Delta (∂C/∂S) measures price sensitivity to stock changes; gamma (∂²C/∂S²) measures delta's sensitivity; vega (∂C/∂σ) measures volatility exposure; theta (∂C/∂t) measures time decay. Traders use Greeks to monitor and hedge portfolio risks.
Calculate Greeks for an option using Black-Scholes. Construct a delta-hedged portfolio and verify that it is insensitive to small stock price moves. Observe gamma and theta tradeoffs: short gamma (negative gamma) profits from low realized volatility but loses on large moves.
The Black-Scholes model gives you a formula for option prices — but once you have that formula, you can differentiate it with respect to any of its inputs. The Greeks are exactly those partial derivatives. Each Greek answers a specific "what if" question: what happens to the option's value if the stock price moves a little? If time passes? If volatility changes?

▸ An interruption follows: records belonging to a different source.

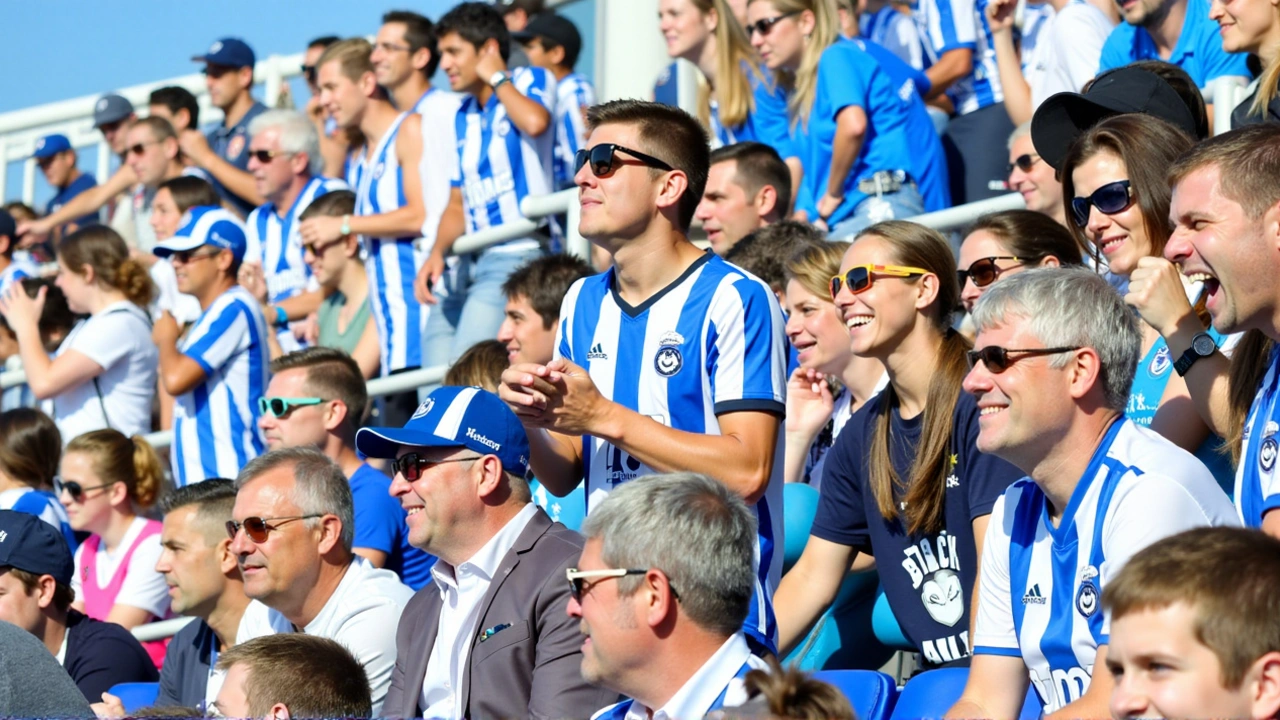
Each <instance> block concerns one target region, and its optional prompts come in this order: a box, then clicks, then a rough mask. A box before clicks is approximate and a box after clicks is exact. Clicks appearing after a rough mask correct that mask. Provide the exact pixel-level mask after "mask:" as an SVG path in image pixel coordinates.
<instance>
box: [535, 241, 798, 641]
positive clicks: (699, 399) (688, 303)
mask: <svg viewBox="0 0 1280 720" xmlns="http://www.w3.org/2000/svg"><path fill="white" fill-rule="evenodd" d="M613 284H614V281H613V270H612V269H611V270H608V272H605V273H603V274H599V275H594V277H590V278H584V279H581V281H579V282H576V283H575V284H573V287H571V288H570V291H568V293H567V295H566V296H564V302H563V305H562V306H561V320H559V328H558V331H557V341H556V345H557V348H556V356H557V357H566V359H568V360H570V361H572V363H575V364H576V365H580V366H581V368H585V369H586V370H588V373H589V374H590V377H591V380H594V382H595V386H596V388H599V391H600V393H602V395H603V396H604V397H607V398H609V400H612V401H614V402H617V404H620V405H622V406H625V407H628V409H631V410H635V411H636V413H640V414H643V415H648V416H649V418H653V419H654V420H657V421H659V423H662V424H664V425H667V427H669V428H675V429H677V430H684V432H689V433H705V434H719V432H721V429H719V420H718V416H719V415H723V414H726V413H735V411H742V410H763V411H769V413H777V414H780V415H781V414H782V413H783V409H785V397H786V396H785V392H786V389H785V388H786V375H785V372H786V364H787V350H786V338H785V336H783V318H782V311H781V310H780V309H778V304H777V299H776V297H774V295H773V291H771V290H769V288H768V286H765V284H764V283H763V282H760V281H759V279H756V278H754V277H751V275H749V274H746V273H744V272H742V270H741V269H739V268H736V266H735V265H731V264H728V263H726V261H723V260H721V259H719V258H717V256H716V255H714V254H712V252H708V254H707V255H704V256H703V258H700V259H699V260H698V261H695V263H694V264H692V265H691V266H690V268H689V269H687V270H686V272H685V273H684V274H682V275H681V277H680V278H678V279H676V281H675V282H672V283H671V284H669V286H668V287H667V288H666V290H663V291H660V292H658V293H657V295H654V296H653V297H652V299H650V300H649V301H646V302H645V304H643V305H641V306H639V307H632V306H630V305H627V304H626V301H623V300H622V299H621V297H618V295H617V292H616V291H614V288H613ZM774 452H776V455H774V457H777V459H778V460H781V459H782V432H781V428H780V432H778V439H777V445H776V450H774ZM582 465H584V474H585V479H584V482H585V484H586V496H588V500H586V507H588V514H590V512H591V510H593V509H594V507H596V506H598V505H599V503H600V502H602V501H603V500H604V498H605V496H607V495H608V492H609V491H611V489H613V488H614V487H617V486H618V484H621V483H625V482H628V480H632V479H635V478H639V477H641V475H648V474H652V473H653V471H654V470H653V469H650V468H648V466H645V465H644V464H641V462H640V461H639V460H636V459H635V457H632V456H631V455H628V454H627V452H626V451H623V450H622V448H620V447H614V446H613V445H611V443H608V442H607V441H604V439H602V438H596V437H591V436H584V437H582ZM754 510H755V514H756V519H758V521H759V541H758V548H756V555H758V557H756V559H758V569H759V583H758V585H756V598H755V601H754V602H753V605H751V614H750V618H749V620H748V626H746V628H744V630H745V632H746V633H748V634H749V635H751V638H753V639H756V641H758V642H760V643H763V644H765V647H772V646H773V642H774V634H776V629H774V623H773V609H772V606H771V602H769V598H771V597H772V596H773V589H774V588H776V587H777V583H778V579H780V578H781V574H782V520H783V518H782V462H778V461H776V462H774V464H773V477H772V478H771V479H769V486H768V489H767V491H765V493H764V497H762V498H760V500H759V502H756V503H755V507H754Z"/></svg>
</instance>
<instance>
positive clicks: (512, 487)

Because options are nonlinear instruments, monitoring these sensitivities is essential for understanding and managing the risk in any portfolio that contains them.
Delta (∂C/∂S) is the most fundamental Greek. For a call option, delta ranges from 0 to 1: a delta of 0.6 means the option price increases by approximately $0.60 for each $1 rise in the underlying stock. You can think of delta as the probability-weighted equivalent stock position — holding one call with delta 0.6 has roughly the same instantaneous price exposure as holding 0.6 shares. Delta-hedging means holding −delta shares per option to make the portfolio value insensitive to small stock moves. The key word is "small": delta itself changes as the stock price moves, which brings in gamma. Gamma (∂²C/∂S²) measures how quickly delta changes with the stock price. High gamma means your delta-hedge will be stale after even modest price moves and needs frequent rebalancing. Options near the money and near expiration have the highest gamma — their delta is most sensitive to small stock moves around the strike.
Vega (∂C/∂σ) measures sensitivity to changes in implied volatility. This is arguably the most important Greek for options traders, because much of an option's value is volatility premium. A vega of 0.25 means that if implied volatility rises by 1 percentage point, the option value increases by $0.25. Options are inherently long vega — higher volatility makes the option more valuable because it increases the chance of a large favorable move. Buying options means buying volatility; selling options means selling volatility. This reframing reveals why sophisticated options markets are often described as markets for volatility rather than markets for directional bets.
Theta (∂C/∂t) captures time decay — the loss in option value as expiration approaches, holding everything else equal. Theta is typically negative for option holders: each passing day erodes the time value of the option. Near expiration, theta accelerates sharply, especially for at-the-money options. The gamma-theta tradeoff is the central tension in options trading: being long gamma (buying options, profiting from large moves) requires paying theta (losing value as time passes). A delta-neutral portfolio that is long gamma profits when realized volatility exceeds what was priced in (implied volatility) but bleeds theta daily. Short gamma positions collect theta but are vulnerable to large moves. Managing this tradeoff — monitoring your P&L as a function of how much the stock actually moves versus how much volatility you paid for — is the core skill of options market-making.